The code in this section is specifically for setting hyper parameters.

In [5]:
models = ['' for i in xrange(4)] 
for cv in xrange(4):
    
    print('Building model...', cv)
    models[cv] = RandomForestClassifier(10,max_features="log2") # 1000 as well

('Building model...', 0)
('Building model...', 1)
('Building model...', 2)
('Building model...', 3)


In [7]:
from preprocessor import Kfold_cv

In [8]:
full_index = [i for i in xrange(len(X_train))]
 
indices_cv = Kfold_cv(full_index,4)

In [9]:
histories = []

out_sample_accuracies = []
in_sample_accuracies = []

for cv in xrange(4):
    np.random.seed(1337)  # for reproducibility
    # data split
    #  this could be done in a single shot before hand
    #  at the moment this will preserve memory which seems import in a VM setting
    x_train = X_train[indices_cv[cv]["train"]] 
    x_test  = X_train[indices_cv[cv]["test"]] 

    y_train = [ lang_data.docs_label_index[Y_train[i]] for i in indices_cv[cv]["train"] ] 
    y_test  = [ lang_data.docs_label_index[Y_train[i]] for i in indices_cv[cv]["test"] ] 

    # create appropirate matrix (hot encoded) response
    # y_train, y_test = [indicator_to_matrix(x,lang_data.docs_label_index)  for x in (y_train, y_test)]

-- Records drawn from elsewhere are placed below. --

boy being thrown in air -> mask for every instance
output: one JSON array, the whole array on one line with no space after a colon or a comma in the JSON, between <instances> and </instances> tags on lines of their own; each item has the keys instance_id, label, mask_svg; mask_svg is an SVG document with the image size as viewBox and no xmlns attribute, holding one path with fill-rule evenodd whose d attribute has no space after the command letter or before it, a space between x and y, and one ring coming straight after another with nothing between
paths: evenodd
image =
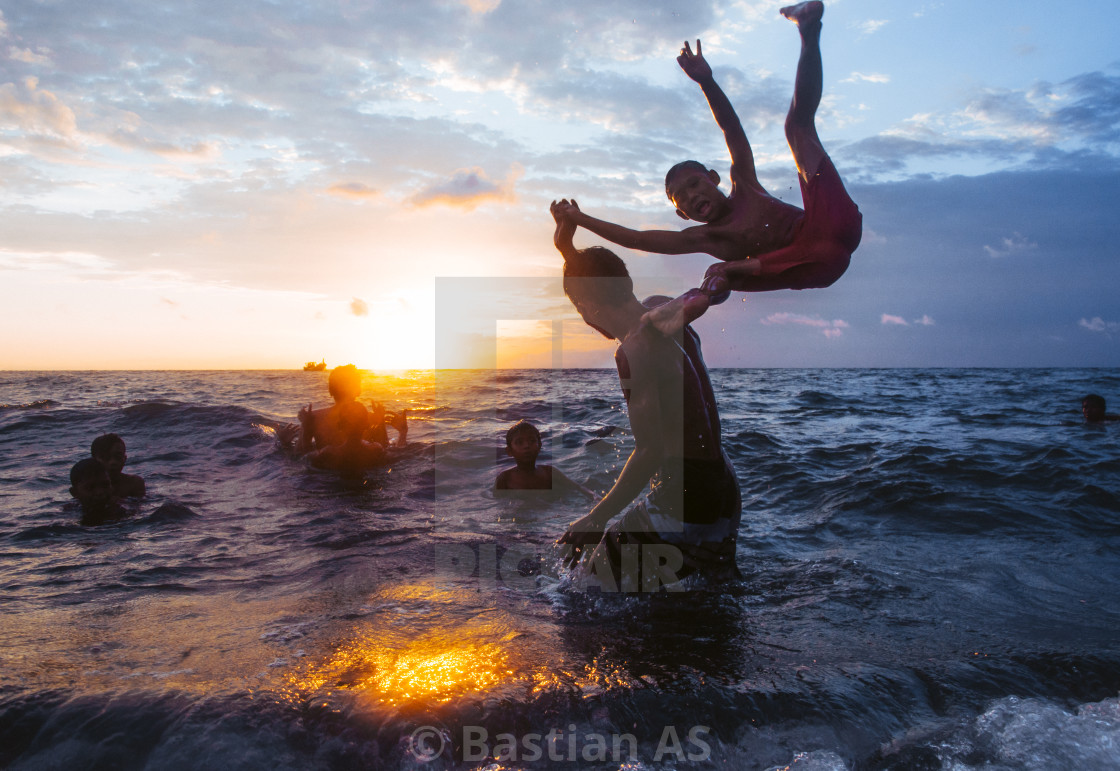
<instances>
[{"instance_id":1,"label":"boy being thrown in air","mask_svg":"<svg viewBox=\"0 0 1120 771\"><path fill-rule=\"evenodd\" d=\"M730 290L766 292L830 286L848 268L862 236L862 215L848 197L836 168L817 136L821 100L820 32L824 5L806 2L781 10L797 25L801 56L793 101L786 115L786 139L801 183L804 211L779 201L762 187L746 132L730 100L712 77L700 41L686 42L677 62L703 90L731 153L731 194L720 177L698 161L669 169L665 192L683 219L701 224L682 231L632 230L596 219L575 201L561 201L555 213L602 238L631 249L659 254L710 254L723 262L708 269L699 289L650 311L662 332L674 333L724 302Z\"/></svg>"}]
</instances>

    history = models[cv].fit(x_train, y_train) 
    
    # set validation split to 0 or none so all the traning data is used 
    #   the out of sample rate will be determined later

    # do not set verbose = 1
    
    train_pred = models[cv].predict(x_train)
    test_pred = models[cv].predict(x_test)
    
    train_acc = 100*float(np.array([ train_pred[idx] == y_train[idx]  for idx, pred in enumerate(train_pred)]).sum())/len(train_pred)
    test_acc  = 100*float(np.array([ test_pred[idx]  == y_test[idx]   for idx, pred in enumerate(test_pred )]).sum())/len(test_pred )
    
    out_sample_accuracies.append(test_acc)
    in_sample_accuracies.append(train_acc)
    
    histories.append(history) # don't know how kosher this is, seems worth trying though :)

In [11]:
[np.mean(in_sample_accuracies),np.mean(out_sample_accuracies)]

# log2, sqrt, num_trees

[99.758454106280197, 95.652173913043484]

## Final Model

The code in this section is for the final model.

The Kernel should be reset before running the final model

In [8]:
model = RandomForestClassifier(100,max_features="log2") 

In [9]:
np.random.seed(1337)  # for reproducibility
    
y_train = [ yelp_data.docs_label_index[i] for i in Y_train ] 
y_test  = [ yelp_data.docs_label_index[i] for i in Y_test ] 

# create appropirate matrix (hot encoded) response
# y_train, y_test = [indicator_to_matrix(x,lang_data.docs_label_index)  for x in (y_train, y_test)]

history = model.fit(X_train, y_train) 
    
# set validation split to 0 or none so all the traning data is used 
#   the out of sample rate will be determined later

# do not set verbose = 1

In [10]:
# accuracy rates

y_train = [ yelp_data.docs_label_index[i] for i in Y_train ] 
y_test  = [ yelp_data.docs_label_index[i] for i in Y_test ] 

train_pred = model.predict(X_train)
test_pred  = model.predict(X_test)
    
train_acc = 100*float(np.array([ train_pred[idx] == y_train[idx]  for idx, pred in enumerate(train_pred)]).sum())/len(train_pred)
test_acc  = 100*float(np.array([ test_pred[idx]  == y_test[idx]   for idx, pred in enumerate(test_pred )]).sum())/len(test_pred )

print([train_acc,test_acc])

[100.0, 43.0]


#### Loading the Model

In [11]:
# save model
import cPickle
# save the classifier
with open('yelp_rf.pkl', 'wb') as fid:
    cPickle.dump(model, fid)   

In [6]:
# load model
import cPickle
with open('yelp_rf.pkl', 'rb') as fid:
    model = cPickle.load(fid)